Samuel-Rosa fez iniciação científica em estudos de solos logo no início da graduação, na Universidade Federal de Santa Maria. Passou a coletar dados em trabalhos de campo e, para analisá-los, aprendeu geoestatística por conta própria. Sem saber, ele se preparava para integrar uma nova área da ciência do solo, a de mapeamento digital, impulsionada pelos avanços computacionais do início dos anos 2000.

Mapear o solo não é tarefa fácil. Diferentemente das vegetações, que podem ser rastreadas por imagens aéreas, a terra está escondida embaixo de plantas, materiais orgânicos, prédios, asfalto —o que exige a coleta de amostras com pá e enxada. Durante o mestrado e o doutorado, Samuel-Rosa trabalhou com mapeamento. Enquanto fazia pós-doutorados à espera de assumir seu cargo na Universidade Técnica Federal do Paraná (onde hoje é professor), criou o SoilData —o maior repositório brasileiro de dados de solo. Trata-se de um hub de dados abertos que agrega informações do IBGE, Embrapa, universidades e empresas privadas.

O trabalho de Samuel-Rosa chamou a atenção da MapBiomas Brasil, a rede colaborativa que produz, anualmente, mapas de cobertura e uso da terra no país. Estabelecida em 2021, a parceria da rede com o agrônomo foca na quantificação do carbono orgânico do solo (COS), direcionando a pesquisa de Samuel-Rosa no Laboratório de Pedometria da UTFPR —grupo de pesquisa liderado pelo agrônomo e pela engenheira florestal Taciara Horst— para o tema.

Basicamente, o carbono chega ao solo pela vegetação, que, em grande parte, é composta pelo elemento. Quando fragmentos de uma planta caem sobre a terra, eles são decompostos por microrganismos, e parte de seu carbono vira CO₂, que é liberado para a atmosfera. Outra parte, no entanto, é levada para o solo por meio da ação de formigas, minhocas, fungos.

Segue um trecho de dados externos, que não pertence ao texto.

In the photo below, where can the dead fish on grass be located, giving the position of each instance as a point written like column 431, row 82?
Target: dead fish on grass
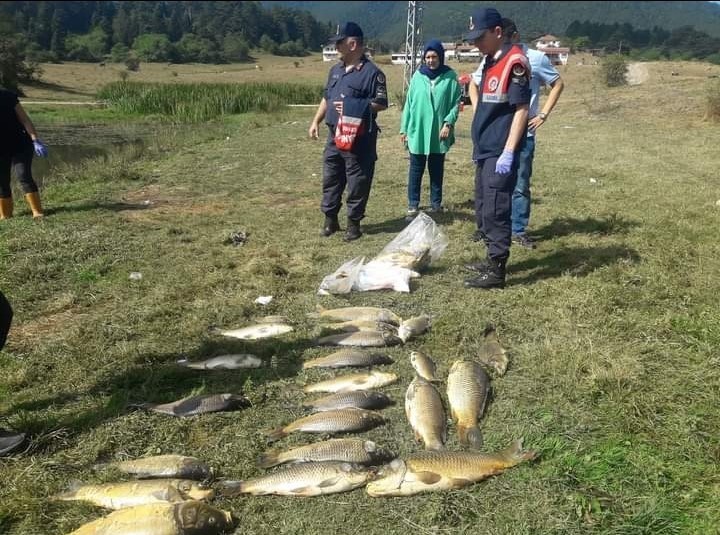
column 357, row 313
column 353, row 381
column 184, row 518
column 258, row 331
column 361, row 339
column 224, row 362
column 426, row 414
column 468, row 389
column 424, row 366
column 358, row 399
column 349, row 450
column 348, row 358
column 304, row 479
column 162, row 466
column 334, row 421
column 413, row 327
column 192, row 406
column 492, row 354
column 443, row 470
column 143, row 492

Uma vez na terra, o carbono faz fortes conexões químicas com os minerais disponíveis (a exemplo do cálcio e do ferro) e fica menos disponível para microrganismos. Assim, dificilmente é liberado para a atmosfera e, portanto, não colabora com o efeito estufa. Em suma, carbono bom é carbono conectado com o solo.

O solo perde carbono sobretudo por desmatamento e pela agricultura predatória. Ao remover a vegetação natural, a terra fica mais exposta à chuva e ao sol, os microrganismos ficam mais ativos e impulsionam a liberação de CO₂. A agricultura predatória expõe a matéria orgânica do solo à superfície, quebrando as conexões e causando o mesmo efeito. É uma dinâmica especialmente relevante para o Brasil, que tem no deflorestamento e na agricultura sua maior fonte de emissão de carbono.

A terra, no entanto, é tão resiliente que, mesmo com grandes distúrbios, o nível de COS muda pouco ao longo dos anos. Pelo menos é o que mostram os dados a partir de 1985, quando começaram a ser coletados. O desafio de Samuel-Rosa, agora, é uma viagem no tempo: com inteligência artificial e aprendizado de máquina, ele tenta voltar a 1500 para estimar a quantidade de COS nos biomas brasileiros antes da colonização europeia.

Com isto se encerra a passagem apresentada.